Fen adamları, İslam kitaplarını okuyunca Kur'an-ı kerimin her tecrübeyi,
her buluşu, daha önceden aynen haber vermiş olduğunu görerek hayran
kalmaktadır. Fen bilgilerini iyice tetkik eden bir fen adamının Allahü teâlânın varlığını
inkâr etmesi mümkün değildir. Bazı fen adamlarının dinsiz olmalarına
ise, papazların ve cahil halkın bâtıl inanışları ve yanlış anlayışları
sebep olmuştur. İnsaflı fen adamları, eğer, Kur'an-ı kerimden çıkarılan, fenne
bağlı bilgileri, bunların inceliğini, doğruluğunu, okuyup anlasalar,
hepsi de hakikati görüp seve seve Müslüman
olur. Hıristiyanlığın akla ve ilme aykırı hükümlerini okuyan bazı ilim
adamları şüpheye düşmekte veya inkârcı olmaktadır. Akıllı kimse, gökteki aya, güneşe, yıldızlara, yeryüzündeki
bitki, hayvan ve acaip değişmelere baksa,
Allahü teâlânın varlığına, birliğine ilim ve iradesinin kemaline, akılları
durduran hikmetinin sonsuzluğuna, kudretinin büyüklüğüne ve nihayetsizliğine
iman eder, nimetlerine şükreder. Fen bilgileri, doğru iman sahiplerinin imanını kuvvetlendirir.
İmanı bozuk olanlara faydası olmaz.

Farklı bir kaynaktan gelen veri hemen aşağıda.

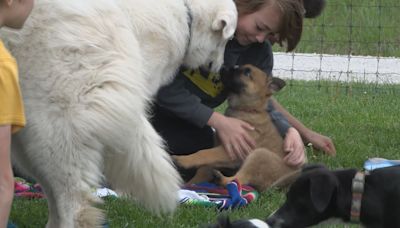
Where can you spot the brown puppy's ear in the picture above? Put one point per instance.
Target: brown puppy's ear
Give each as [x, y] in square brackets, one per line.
[313, 8]
[276, 84]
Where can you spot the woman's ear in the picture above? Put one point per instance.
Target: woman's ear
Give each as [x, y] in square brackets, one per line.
[313, 8]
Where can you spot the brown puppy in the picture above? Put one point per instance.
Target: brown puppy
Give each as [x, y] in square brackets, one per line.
[249, 89]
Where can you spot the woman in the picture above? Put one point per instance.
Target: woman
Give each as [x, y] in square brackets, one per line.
[184, 114]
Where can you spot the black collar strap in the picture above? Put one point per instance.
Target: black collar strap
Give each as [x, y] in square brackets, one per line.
[357, 192]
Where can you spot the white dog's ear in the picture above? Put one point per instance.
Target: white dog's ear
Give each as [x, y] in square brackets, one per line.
[225, 21]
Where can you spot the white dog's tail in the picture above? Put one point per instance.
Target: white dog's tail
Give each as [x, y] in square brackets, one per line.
[145, 171]
[136, 163]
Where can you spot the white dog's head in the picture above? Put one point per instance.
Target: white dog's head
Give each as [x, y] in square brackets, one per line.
[213, 24]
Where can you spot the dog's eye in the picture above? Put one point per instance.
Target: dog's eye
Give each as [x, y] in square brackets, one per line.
[247, 72]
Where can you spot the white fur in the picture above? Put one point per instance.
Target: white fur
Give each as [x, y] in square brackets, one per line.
[88, 70]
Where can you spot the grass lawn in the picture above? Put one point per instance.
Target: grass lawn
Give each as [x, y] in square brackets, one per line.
[363, 121]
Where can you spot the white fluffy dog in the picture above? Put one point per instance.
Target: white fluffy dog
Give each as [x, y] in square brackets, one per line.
[88, 71]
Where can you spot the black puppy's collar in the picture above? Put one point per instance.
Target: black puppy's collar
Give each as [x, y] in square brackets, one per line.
[357, 191]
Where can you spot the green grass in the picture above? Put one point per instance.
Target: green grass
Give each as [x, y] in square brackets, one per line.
[355, 27]
[362, 119]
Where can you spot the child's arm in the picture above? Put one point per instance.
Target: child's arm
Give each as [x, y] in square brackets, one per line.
[6, 175]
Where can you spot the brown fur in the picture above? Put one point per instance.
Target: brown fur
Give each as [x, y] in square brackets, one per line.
[264, 165]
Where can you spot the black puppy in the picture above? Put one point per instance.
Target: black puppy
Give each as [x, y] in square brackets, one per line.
[319, 194]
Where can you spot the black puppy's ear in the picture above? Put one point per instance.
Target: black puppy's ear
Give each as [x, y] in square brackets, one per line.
[277, 84]
[322, 189]
[313, 8]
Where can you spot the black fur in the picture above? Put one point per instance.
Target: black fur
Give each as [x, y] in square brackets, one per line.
[319, 194]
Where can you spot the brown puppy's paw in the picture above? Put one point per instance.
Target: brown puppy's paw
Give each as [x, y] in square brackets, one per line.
[221, 179]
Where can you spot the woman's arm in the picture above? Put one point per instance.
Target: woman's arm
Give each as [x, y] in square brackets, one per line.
[318, 141]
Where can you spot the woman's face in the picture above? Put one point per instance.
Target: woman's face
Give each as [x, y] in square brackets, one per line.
[259, 26]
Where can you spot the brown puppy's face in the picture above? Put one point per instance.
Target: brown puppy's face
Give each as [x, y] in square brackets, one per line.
[247, 83]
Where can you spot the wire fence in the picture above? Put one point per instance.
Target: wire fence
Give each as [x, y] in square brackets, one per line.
[353, 41]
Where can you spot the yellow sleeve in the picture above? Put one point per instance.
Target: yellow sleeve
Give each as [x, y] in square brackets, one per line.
[11, 104]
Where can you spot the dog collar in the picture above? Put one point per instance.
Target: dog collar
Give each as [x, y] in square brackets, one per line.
[357, 192]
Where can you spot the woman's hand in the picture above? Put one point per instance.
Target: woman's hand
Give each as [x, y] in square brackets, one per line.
[233, 134]
[294, 147]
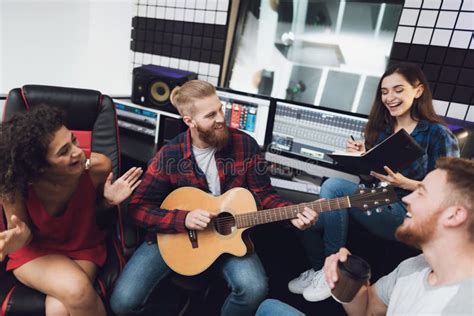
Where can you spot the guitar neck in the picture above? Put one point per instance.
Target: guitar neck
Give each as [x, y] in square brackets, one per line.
[289, 212]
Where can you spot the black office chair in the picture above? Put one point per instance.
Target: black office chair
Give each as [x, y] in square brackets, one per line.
[86, 111]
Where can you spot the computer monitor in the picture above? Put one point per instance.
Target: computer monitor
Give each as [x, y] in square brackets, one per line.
[307, 133]
[248, 112]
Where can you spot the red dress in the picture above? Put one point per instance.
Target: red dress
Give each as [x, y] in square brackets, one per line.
[74, 233]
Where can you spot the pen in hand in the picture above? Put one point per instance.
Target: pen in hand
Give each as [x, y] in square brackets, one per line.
[354, 143]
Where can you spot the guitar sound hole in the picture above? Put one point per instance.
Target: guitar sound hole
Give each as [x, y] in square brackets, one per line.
[224, 222]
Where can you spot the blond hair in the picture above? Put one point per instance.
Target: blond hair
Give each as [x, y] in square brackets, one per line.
[183, 97]
[460, 175]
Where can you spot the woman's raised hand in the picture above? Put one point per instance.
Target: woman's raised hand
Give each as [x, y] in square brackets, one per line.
[355, 146]
[115, 193]
[14, 238]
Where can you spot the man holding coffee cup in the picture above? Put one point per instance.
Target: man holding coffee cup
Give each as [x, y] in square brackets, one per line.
[439, 221]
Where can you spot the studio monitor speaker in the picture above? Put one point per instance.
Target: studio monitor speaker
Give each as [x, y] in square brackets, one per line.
[152, 85]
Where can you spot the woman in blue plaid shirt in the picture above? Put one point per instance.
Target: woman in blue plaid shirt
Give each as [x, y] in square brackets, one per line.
[403, 100]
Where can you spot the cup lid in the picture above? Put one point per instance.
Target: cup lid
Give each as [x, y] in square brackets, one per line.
[355, 267]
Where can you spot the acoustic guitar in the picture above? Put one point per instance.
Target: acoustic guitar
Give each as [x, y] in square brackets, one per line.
[193, 252]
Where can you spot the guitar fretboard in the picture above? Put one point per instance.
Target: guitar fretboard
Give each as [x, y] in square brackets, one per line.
[288, 212]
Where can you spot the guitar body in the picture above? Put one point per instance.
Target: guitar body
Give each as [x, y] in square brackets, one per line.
[178, 250]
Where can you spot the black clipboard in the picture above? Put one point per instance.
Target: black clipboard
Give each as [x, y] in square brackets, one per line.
[397, 152]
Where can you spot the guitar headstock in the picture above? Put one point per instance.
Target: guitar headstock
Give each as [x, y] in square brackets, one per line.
[369, 198]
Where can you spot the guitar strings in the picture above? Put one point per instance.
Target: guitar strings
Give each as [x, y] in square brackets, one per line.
[331, 203]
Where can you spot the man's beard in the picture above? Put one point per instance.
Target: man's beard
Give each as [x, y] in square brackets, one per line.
[214, 138]
[417, 234]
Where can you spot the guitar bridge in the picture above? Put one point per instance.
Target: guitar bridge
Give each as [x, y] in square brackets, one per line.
[192, 234]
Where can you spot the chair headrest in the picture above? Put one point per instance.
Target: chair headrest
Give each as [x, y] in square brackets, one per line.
[81, 106]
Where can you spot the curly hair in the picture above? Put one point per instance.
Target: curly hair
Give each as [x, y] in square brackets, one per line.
[24, 141]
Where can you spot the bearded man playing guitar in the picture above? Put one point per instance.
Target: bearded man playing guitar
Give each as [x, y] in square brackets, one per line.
[213, 158]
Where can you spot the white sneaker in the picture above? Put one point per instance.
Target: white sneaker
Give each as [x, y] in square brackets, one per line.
[298, 284]
[318, 290]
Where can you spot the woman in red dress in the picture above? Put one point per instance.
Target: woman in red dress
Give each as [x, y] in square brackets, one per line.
[50, 191]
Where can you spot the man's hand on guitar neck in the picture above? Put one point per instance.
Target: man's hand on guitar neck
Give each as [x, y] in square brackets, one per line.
[305, 219]
[198, 219]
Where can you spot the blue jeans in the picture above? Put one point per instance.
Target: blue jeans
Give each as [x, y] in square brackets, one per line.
[245, 277]
[329, 233]
[271, 307]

O halde önce doğru imanın ne olduğunu
öğrenmek gerekir. Kur’an-ı
kerim mucizesi
Kur’an-ı kerimde, o zamana kadar hiç bilinmeyen hususlar zikredilmiş
midir? Bunu tetkik edelim: Bugün dünyamızın nasıl meydana geldiği hakkında büyük ansiklopedilerde
ve fen adamlarının kitaplarında şu malumat vardır: (Milyarlarca sene evvel, bütün kâinat [Evren] bir tek parçadan
ibaret idi. Bu tek parçanın ortasında birdenbire büyük bir infilak oldu
ve bu tek parça birçok parçalara ayrıldı. Parçaların her biri başka
bir cihete doğru gidiyordu. Nihayet, bu parçaların bazıları birbirleriyle
birleşerek muhtelif seyyareler [gezegenler] ve ayrı ayrı
galaksiler [saman yolları], güneşler ve peykler [aylar] meydana getirdiler.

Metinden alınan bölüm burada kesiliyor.